Frank Reichert von der Stabsstelle des Landratsamt zeichnete bei der Gemeinderatssitzung die verschiedenen Ausbauphasen nach und stellte die Förderkulisse vor. Gewaltige Summen stehen dabei wieder im Raum. Rund 140 Haushalte sind noch nicht mit dem hohen Standard versorgt. Diese Lücke zu schließen würde bei 1,75 Millionen Euro liegen.

In Frage kommt nur ein Gesamtausbau

Die Gemeinde könnte aber auch in zwei Bereiche unterteilen: westlich und östlich der Bahnlinie. Die höchste Förderquote von fast 90 Prozent würde Unsleben erhalten, wenn sämtliche betroffenen Haushalte angeschlossen werden. In diesem Fall läge der Eigenanteil der Gemeinde bei 250 000 Euro. Wenn nur ein Ortsbereich berücksichtigt werden würden, wäre Unslebens finanzieller Part nicht deutlich geringer. Da alle Mandatsträger die Notwendigkeit einer optimalen und zukunftsträchtigen Versorgung erkannten, war es für sie keine Frage, dass nur der Gesamtausbau in Frage kommt. Der Beginn der Arbeiten wird jedoch noch einige Zeit auf sich warten lassen. Bürgermeister Michael Gottwald hofft, dass der Betrag noch reduziert werden kann, da im Zuge des Altortsanierung in mehreren Bereichen Leerrohre eingezogen worden seien.   
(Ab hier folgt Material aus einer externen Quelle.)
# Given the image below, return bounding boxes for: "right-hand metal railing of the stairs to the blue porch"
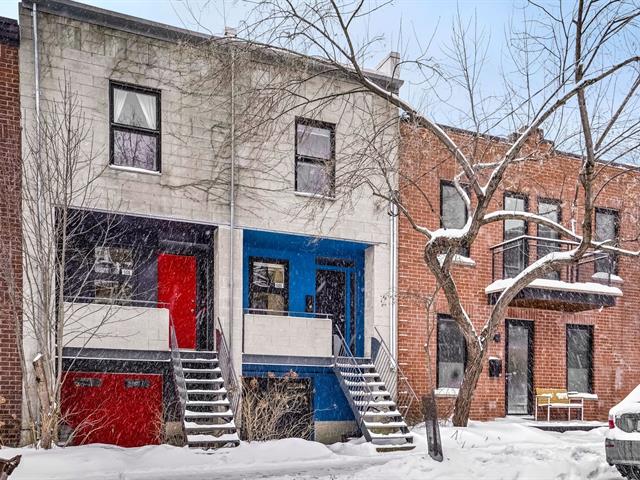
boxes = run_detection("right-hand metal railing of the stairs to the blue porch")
[372,327,420,421]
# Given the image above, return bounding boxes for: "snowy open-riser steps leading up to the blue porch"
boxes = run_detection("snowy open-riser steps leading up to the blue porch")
[333,356,415,452]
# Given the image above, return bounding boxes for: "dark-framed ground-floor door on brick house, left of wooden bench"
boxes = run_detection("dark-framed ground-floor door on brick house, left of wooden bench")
[506,320,533,415]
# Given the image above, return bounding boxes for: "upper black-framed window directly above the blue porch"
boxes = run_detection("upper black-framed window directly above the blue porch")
[295,118,336,197]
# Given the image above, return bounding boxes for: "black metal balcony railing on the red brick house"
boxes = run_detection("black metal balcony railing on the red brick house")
[490,235,617,285]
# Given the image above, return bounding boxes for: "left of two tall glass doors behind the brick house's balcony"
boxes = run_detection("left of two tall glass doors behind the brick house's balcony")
[502,192,529,278]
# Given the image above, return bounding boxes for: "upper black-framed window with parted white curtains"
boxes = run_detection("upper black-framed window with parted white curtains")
[110,83,160,172]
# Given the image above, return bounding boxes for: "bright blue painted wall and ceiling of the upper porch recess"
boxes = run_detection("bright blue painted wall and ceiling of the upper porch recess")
[243,230,369,356]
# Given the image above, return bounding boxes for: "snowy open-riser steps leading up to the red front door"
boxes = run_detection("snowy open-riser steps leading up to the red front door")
[180,350,240,449]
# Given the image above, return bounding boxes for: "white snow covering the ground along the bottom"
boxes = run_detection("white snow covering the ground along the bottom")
[0,420,621,480]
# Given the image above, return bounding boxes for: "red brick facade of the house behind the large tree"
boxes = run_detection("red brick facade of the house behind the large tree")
[398,125,640,419]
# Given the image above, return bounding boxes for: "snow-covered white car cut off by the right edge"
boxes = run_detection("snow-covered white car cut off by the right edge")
[605,385,640,480]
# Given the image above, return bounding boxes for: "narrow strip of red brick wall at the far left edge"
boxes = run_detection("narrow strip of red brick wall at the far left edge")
[0,17,22,445]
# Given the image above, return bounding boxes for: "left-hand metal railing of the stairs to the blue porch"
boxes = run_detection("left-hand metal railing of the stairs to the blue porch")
[333,330,373,442]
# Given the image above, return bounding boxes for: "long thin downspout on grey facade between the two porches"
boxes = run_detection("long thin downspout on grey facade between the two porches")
[225,28,236,352]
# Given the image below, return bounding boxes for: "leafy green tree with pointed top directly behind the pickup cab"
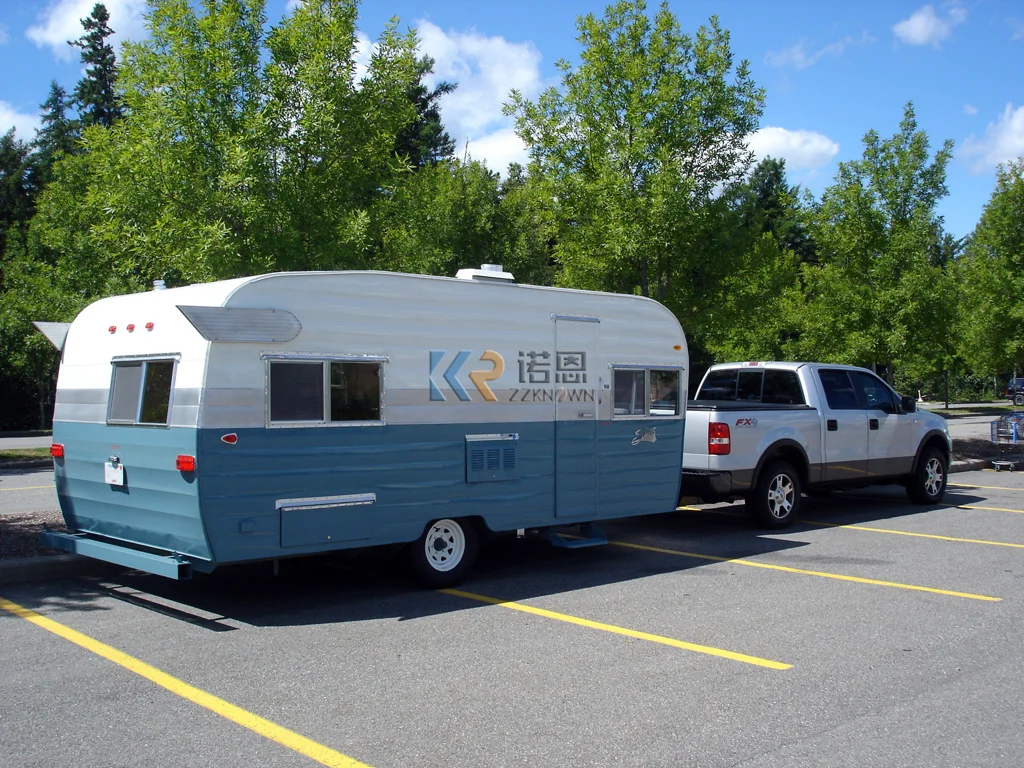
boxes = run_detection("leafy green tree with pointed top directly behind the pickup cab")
[791,103,955,382]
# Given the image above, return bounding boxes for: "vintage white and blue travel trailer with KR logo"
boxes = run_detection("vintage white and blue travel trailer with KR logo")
[37,265,687,586]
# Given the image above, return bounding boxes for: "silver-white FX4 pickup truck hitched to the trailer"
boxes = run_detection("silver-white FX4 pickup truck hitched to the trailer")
[681,362,952,527]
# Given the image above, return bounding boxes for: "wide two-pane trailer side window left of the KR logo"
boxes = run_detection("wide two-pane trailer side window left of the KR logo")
[269,360,382,424]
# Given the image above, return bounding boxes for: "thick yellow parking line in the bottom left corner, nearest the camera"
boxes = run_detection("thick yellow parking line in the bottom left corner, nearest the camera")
[0,597,370,768]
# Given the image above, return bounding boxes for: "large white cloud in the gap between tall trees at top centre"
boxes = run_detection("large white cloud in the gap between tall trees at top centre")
[417,22,544,173]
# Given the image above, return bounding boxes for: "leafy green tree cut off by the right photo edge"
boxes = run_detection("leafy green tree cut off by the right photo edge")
[955,158,1024,375]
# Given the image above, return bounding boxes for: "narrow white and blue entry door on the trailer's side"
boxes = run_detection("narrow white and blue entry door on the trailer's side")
[553,314,601,519]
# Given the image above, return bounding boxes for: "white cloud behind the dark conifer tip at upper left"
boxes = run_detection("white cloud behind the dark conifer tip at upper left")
[25,0,146,60]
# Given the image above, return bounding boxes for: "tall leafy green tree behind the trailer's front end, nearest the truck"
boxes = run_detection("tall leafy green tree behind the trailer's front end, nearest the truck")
[505,0,764,332]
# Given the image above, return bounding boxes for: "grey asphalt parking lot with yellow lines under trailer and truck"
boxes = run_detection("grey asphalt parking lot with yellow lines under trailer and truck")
[0,471,1024,768]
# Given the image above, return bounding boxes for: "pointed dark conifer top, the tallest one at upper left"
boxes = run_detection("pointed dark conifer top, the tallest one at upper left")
[68,3,121,128]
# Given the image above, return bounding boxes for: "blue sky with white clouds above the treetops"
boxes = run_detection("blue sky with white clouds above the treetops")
[0,0,1024,237]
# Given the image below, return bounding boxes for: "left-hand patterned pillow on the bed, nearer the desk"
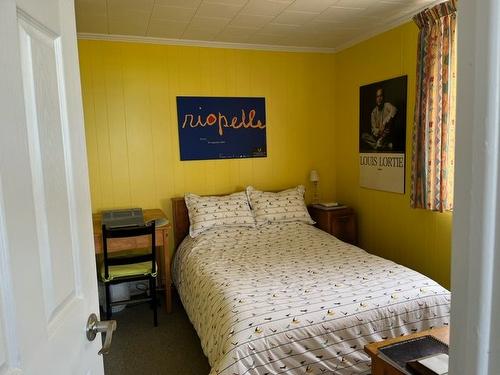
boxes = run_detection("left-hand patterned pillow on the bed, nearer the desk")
[184,191,255,238]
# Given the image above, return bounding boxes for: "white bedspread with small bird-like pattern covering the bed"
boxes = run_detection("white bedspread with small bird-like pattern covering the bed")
[173,223,450,375]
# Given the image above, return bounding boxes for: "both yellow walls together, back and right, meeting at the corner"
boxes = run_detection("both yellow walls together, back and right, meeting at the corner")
[79,23,452,287]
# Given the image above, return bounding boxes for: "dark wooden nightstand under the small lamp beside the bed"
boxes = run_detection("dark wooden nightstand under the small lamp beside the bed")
[307,206,358,245]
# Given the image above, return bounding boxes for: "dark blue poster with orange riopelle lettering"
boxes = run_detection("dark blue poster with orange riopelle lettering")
[177,96,267,160]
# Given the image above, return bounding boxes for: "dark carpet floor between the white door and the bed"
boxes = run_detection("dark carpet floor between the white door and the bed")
[104,293,210,375]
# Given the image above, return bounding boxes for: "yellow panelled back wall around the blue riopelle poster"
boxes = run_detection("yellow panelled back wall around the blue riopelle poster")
[78,40,335,245]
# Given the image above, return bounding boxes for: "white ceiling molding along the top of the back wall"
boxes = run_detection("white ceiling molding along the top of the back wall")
[77,33,336,53]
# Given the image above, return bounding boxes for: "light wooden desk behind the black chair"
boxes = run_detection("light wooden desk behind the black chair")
[92,209,172,312]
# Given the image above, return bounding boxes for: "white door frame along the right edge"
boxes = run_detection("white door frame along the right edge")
[449,0,500,375]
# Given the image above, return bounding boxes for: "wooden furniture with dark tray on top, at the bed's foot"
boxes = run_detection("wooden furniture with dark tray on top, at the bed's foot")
[365,327,450,375]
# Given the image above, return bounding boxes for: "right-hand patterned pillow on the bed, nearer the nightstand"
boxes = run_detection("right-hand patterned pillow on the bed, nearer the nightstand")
[247,185,314,225]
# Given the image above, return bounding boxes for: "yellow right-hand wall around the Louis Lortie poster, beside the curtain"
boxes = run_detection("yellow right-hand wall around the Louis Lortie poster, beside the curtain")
[334,23,452,287]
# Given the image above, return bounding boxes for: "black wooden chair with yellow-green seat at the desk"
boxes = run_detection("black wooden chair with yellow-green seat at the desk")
[99,221,158,327]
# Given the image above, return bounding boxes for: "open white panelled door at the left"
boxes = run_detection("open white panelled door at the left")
[0,0,103,375]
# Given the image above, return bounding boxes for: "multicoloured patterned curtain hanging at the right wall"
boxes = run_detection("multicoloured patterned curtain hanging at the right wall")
[411,0,457,212]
Gewöhnlich lässt der Bürgermeister zum Jahresende bei einem gemütlichen Beisammensein das Geschehen in der Gemeinde ausführlich Revue passieren. In diesem Jahr muss das Ritual aus bekannten Gründen nur in einer Kurzfassung und ohne das Treffen an einem gastlicheren Platz als dem der Dorfscheuer über die Bühne gehen. So beschränkte sich das Ortsoberhaupt auf die wichtigsten Ereignisse.

Zur Freude Gottwalds habe die Gemeinde dank zahlreicher Geburten und Zuzüge die Tausendermarke bei den Einwohnerzahlen übersprungen. Und auch in finanzieller Hinsicht habe die Gemeinde ein erfreuliche Entwicklung genommen. So sei die Verschuldung trotz der gewaltigen Ausgaben zur Dorferneuerung mit rund 480 Euro je Einwohner deutlich unter den Landesdurchschnitt gesunken.

Die Kassenlage ist gut

Die gute Kassenlage resultiere unter anderem aus hohen Einkünften etwa durch Gewerbesteuer, Einkommensteuer und Schlüsselzuweisungen. Außerdem sind staatliche Mittel aus der Städtebauförderung und Investitionshilfe geflossen.
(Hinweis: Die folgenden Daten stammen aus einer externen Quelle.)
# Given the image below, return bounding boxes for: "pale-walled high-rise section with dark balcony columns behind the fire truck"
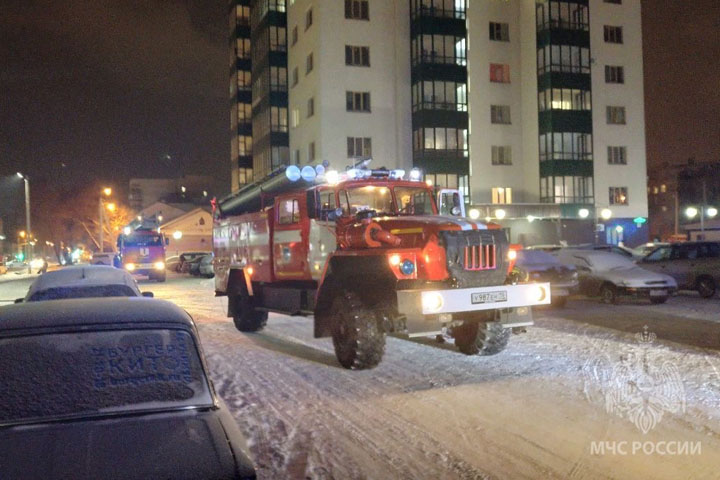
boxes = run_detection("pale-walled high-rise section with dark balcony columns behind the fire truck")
[232,0,647,243]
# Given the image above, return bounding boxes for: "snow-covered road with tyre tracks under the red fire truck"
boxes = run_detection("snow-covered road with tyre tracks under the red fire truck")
[0,277,720,479]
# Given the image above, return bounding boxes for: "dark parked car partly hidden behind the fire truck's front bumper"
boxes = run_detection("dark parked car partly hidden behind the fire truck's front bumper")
[513,250,578,308]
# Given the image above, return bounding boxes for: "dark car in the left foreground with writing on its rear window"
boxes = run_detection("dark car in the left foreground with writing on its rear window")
[0,298,255,479]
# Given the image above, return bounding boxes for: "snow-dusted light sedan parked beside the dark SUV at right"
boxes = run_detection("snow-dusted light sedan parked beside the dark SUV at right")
[556,249,677,304]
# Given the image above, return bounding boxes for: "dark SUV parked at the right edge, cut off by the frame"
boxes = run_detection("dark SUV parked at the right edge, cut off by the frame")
[639,242,720,298]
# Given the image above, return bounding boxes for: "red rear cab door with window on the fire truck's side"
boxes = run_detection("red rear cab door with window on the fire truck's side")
[273,192,310,280]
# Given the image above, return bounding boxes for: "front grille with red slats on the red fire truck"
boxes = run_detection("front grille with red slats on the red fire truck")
[440,230,508,288]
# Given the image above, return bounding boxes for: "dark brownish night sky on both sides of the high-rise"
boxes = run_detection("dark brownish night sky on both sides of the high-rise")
[0,0,720,236]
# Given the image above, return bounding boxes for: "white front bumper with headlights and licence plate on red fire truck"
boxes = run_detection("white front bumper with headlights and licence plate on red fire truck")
[397,283,551,337]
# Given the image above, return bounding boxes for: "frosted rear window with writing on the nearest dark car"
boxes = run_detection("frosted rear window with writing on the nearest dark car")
[0,329,213,425]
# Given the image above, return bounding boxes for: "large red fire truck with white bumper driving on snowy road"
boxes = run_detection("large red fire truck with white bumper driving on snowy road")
[213,166,550,369]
Das kostspieligste Projekt war die Dorferneuerung, die mit knapp 1,3 Millionen Euro fast zehn Prozent unter dem Ansatz gelegen habe. Im vergangenen Jahr hatte die Gemeinde dabei einen Anteil von einer viertel Millionen Euro zu stemmen.
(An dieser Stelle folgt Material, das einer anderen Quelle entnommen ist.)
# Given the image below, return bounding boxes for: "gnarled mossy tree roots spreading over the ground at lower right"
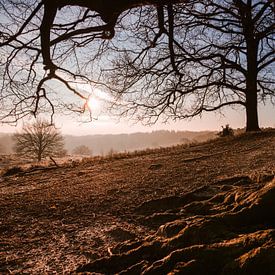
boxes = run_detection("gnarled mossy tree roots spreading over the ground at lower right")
[77,175,275,275]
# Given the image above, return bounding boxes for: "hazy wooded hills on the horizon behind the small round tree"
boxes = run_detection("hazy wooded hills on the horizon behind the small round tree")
[0,130,216,155]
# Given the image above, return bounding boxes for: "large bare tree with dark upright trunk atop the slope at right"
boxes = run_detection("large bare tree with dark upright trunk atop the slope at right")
[106,0,275,131]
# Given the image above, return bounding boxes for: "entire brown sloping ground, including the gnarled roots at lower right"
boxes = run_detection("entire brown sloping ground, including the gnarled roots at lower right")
[0,131,275,274]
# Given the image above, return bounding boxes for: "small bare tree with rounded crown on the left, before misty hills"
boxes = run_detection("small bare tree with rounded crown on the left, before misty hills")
[13,120,65,161]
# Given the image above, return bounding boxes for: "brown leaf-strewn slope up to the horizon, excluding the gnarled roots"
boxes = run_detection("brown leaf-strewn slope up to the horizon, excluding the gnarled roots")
[0,131,275,274]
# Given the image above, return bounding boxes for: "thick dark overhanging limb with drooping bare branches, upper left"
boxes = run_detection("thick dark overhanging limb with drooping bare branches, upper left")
[0,0,179,123]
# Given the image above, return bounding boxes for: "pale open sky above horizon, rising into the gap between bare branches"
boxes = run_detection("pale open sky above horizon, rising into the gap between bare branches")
[0,77,275,135]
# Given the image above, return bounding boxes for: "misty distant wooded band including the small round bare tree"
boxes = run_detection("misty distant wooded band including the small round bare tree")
[0,120,220,161]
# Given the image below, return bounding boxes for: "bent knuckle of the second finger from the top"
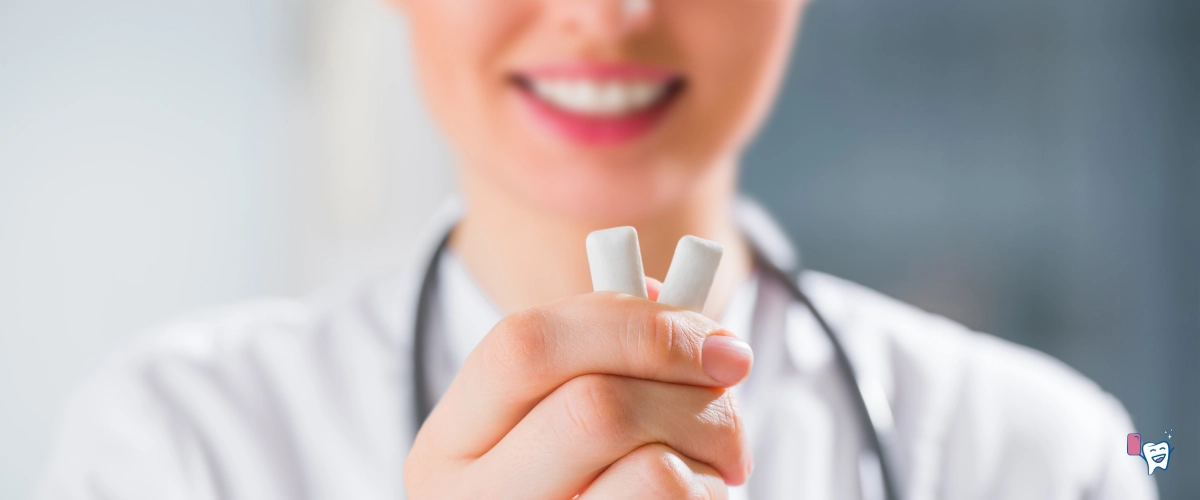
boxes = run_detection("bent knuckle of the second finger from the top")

Für dieses Jahr erwartet Gottwald erneut einen Schub für Unsleben. Zum einen werden die Konturen für eine Überplanung des Entwicklungsgebiets Unsleben Nord jetzt immer deutlicher. Fast 50 000 Euro wurden bisher für die Erarbeitung eines Konzepts aufgebracht. Außerdem neigen sich die Vorarbeiten für das Alte Pfarrhaus dem Ende entgegen, so dass der Bürgermeister auf einen Baubeginn in diesem Jahr hofft. Des Weiteren soll der Weg für ein Wohnprojekt in der Jahnstraße geebnet und weitere Vorhaben der Art initiiert werden. Ferner soll der Ausbau des Kernwegenetzes vorangetrieben werden. Für den Erwerb von Grundstücken, die für das Vorhaben benötigt werden, hat die Gemeinde 2020 schon Grundstücke aufgekauft. Auf der Agenda stehen auch die  Einrichtungen für die Betreuung von Kindern, und nicht zuletzt wird der Radweg nach Wechterswinkel in Angriff genommen. Bei der vorhergehenden nichtöffentlichen Sitzung hatte dazu das Gremium den Auftrag an die Firma Ullrich in Elfershausen vergeben.

Im weiteren Verlauf segnete das Gremium den Bauantrag für ein Mehrfamilienhaus mit sechs Wohneinheiten an der Raiffeisenstraße ab. Außerdem passierten Baugesuche für ein Carport im Bölsweg sowie für eine Terrassenüberdachung im Krautgarten den Gemeinderat.